Toxic metals can be present in industrial, municipal, and urban runoff, and by definition, are harmful to humans and aquatic biota. Increased urbanization and industrialization have increased the levels of trace metals, especially heavy metals, in water ways. There are over 50 elements that can be classified as heavy metals, but only 17 that are considered to be both very toxic and relatively accessible. Mercury, lead, arsenic, cadmium, selenium, copper, zinc, nickel, and chromium, however, should be given particular attention in terms of water pollution and runoff/discharge effects. Toxicity levels depend on the type of metal, it's biological role, and the type of organisms that are exposed to it.
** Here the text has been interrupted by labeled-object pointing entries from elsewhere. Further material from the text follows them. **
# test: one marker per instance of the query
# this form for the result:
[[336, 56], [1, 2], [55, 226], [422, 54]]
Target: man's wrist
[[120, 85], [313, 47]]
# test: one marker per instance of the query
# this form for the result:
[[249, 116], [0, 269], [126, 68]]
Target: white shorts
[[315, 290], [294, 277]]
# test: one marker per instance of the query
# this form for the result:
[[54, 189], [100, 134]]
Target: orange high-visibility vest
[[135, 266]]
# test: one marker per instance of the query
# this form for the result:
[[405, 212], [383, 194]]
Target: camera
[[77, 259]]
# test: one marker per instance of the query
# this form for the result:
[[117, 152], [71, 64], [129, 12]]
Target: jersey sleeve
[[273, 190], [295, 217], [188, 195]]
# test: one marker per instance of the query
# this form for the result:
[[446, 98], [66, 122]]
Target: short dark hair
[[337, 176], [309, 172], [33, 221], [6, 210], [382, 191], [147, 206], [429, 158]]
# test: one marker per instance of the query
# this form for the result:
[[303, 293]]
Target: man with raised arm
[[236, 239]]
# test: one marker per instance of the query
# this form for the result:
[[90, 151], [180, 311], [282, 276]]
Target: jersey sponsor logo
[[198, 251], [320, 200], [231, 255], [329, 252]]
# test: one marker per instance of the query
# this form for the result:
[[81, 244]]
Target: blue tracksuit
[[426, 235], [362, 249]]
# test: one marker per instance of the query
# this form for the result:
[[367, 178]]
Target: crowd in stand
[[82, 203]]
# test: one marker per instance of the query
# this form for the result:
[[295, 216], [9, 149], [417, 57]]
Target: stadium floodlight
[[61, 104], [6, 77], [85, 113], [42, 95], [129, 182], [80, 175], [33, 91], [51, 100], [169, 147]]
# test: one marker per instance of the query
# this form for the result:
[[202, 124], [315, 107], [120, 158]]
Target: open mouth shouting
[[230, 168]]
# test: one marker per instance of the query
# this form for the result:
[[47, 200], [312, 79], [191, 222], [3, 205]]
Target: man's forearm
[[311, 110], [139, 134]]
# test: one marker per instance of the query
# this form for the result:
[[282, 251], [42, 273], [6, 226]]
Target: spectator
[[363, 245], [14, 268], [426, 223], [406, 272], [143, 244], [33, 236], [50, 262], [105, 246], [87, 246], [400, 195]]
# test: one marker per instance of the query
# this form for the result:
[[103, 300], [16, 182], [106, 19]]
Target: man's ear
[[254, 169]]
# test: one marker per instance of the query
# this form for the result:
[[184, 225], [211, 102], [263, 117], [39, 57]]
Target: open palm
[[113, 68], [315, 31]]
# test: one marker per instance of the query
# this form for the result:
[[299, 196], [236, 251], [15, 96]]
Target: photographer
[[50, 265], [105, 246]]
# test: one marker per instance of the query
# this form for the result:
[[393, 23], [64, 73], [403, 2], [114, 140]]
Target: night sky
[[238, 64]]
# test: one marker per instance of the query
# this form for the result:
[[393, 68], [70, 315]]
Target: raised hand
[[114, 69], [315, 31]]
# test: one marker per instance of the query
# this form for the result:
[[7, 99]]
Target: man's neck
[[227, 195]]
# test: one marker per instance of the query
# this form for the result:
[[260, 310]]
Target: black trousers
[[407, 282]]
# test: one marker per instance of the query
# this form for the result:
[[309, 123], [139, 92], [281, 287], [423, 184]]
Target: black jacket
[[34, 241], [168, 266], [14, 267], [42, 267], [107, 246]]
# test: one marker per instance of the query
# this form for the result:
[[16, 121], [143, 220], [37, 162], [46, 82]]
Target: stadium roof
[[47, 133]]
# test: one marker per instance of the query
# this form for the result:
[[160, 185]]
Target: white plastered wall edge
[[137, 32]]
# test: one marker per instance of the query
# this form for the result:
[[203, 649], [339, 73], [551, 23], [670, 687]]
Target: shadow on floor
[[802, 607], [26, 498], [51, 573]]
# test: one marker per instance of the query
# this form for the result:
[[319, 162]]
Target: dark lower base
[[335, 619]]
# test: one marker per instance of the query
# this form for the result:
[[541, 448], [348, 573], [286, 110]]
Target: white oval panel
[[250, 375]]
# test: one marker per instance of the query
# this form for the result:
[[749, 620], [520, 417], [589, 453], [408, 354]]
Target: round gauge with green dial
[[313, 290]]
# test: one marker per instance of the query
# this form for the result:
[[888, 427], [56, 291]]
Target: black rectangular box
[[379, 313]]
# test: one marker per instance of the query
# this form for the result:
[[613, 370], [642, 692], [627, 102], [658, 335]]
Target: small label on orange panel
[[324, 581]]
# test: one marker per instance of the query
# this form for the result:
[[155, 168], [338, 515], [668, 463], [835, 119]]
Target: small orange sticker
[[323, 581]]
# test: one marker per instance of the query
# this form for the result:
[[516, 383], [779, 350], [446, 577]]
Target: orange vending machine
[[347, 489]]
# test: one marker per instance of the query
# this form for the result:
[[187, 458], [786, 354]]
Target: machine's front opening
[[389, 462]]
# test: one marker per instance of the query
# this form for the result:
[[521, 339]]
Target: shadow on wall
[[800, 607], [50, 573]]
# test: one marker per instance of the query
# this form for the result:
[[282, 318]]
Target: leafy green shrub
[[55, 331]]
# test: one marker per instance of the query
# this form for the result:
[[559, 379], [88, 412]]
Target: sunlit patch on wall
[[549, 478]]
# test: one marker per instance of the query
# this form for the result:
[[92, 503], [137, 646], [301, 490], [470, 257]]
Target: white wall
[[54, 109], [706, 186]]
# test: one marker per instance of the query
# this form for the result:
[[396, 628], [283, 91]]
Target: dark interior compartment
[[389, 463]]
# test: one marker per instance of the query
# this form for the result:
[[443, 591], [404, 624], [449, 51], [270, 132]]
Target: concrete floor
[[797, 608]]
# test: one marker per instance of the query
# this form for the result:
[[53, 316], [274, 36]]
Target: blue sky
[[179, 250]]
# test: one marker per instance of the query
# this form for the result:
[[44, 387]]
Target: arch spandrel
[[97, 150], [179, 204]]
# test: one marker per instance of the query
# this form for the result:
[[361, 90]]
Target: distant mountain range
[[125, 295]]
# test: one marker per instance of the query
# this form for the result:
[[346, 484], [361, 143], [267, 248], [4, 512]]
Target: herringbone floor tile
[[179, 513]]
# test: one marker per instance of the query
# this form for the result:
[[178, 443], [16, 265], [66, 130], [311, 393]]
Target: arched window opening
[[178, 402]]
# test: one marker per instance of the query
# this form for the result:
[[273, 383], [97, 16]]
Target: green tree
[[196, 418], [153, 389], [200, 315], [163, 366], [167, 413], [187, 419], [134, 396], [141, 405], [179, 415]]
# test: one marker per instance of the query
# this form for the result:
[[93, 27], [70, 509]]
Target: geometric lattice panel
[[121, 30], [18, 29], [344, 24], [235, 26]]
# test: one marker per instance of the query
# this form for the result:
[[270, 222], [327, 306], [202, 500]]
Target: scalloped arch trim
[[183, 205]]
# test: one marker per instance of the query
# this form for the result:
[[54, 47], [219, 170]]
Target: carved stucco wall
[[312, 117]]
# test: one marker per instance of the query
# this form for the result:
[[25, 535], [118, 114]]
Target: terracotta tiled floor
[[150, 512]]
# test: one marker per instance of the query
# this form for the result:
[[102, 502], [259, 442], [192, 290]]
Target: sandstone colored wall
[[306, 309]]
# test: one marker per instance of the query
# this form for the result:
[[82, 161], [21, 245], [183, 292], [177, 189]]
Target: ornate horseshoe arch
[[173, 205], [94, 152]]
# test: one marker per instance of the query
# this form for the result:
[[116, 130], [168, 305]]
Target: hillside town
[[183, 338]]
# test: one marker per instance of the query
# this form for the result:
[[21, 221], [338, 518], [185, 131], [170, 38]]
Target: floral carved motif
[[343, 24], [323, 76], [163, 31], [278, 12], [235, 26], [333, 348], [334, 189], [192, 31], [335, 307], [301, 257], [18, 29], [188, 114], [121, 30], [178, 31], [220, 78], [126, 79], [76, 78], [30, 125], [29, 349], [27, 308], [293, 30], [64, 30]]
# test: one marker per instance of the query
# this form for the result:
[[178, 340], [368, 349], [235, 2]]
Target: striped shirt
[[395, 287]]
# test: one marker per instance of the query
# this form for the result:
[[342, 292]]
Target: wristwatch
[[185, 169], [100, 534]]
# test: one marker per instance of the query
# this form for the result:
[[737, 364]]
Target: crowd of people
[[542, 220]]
Availability of Heavy Metals

Toxic metals are often added to the streams as salts (sulfides, phosphates and carbonates), are very insoluble in hard waters and usually travel with sediment. The transformation into readily accessible materials (for organisms) is a complex process and depends on many factors such as pH, sediment presence, and hardness. The availability of these metals is determined by precipitation-dissolution reactions which are strongly affected by pH. Therefore, at a lower pH, metallic ions (heavy metals in general) are more available and more reactive. Many of these metals then undergo methylation, as a result of bioaccumulation where bacteria absorb these elements and convert them from a metallic state into a toxic organometallic state. By becoming incorporated with an organic component, these metals become readily available to the first trophic level of the food chain and eventually lead to biological magnification throughout the system.

Testing Information

Since even low concentrations of heavy metals can cause serious harm to aquatic ecosystems, very sensitive and precise instruments are required to appropriately measure these substances in water samples. Technically speaking, a measure of the availability of heavy metals to the first trophic level of organisms can made by taking the fraction extracted by a hydroxylamine hydrochloride reagent or by a chelating cation exchange resin.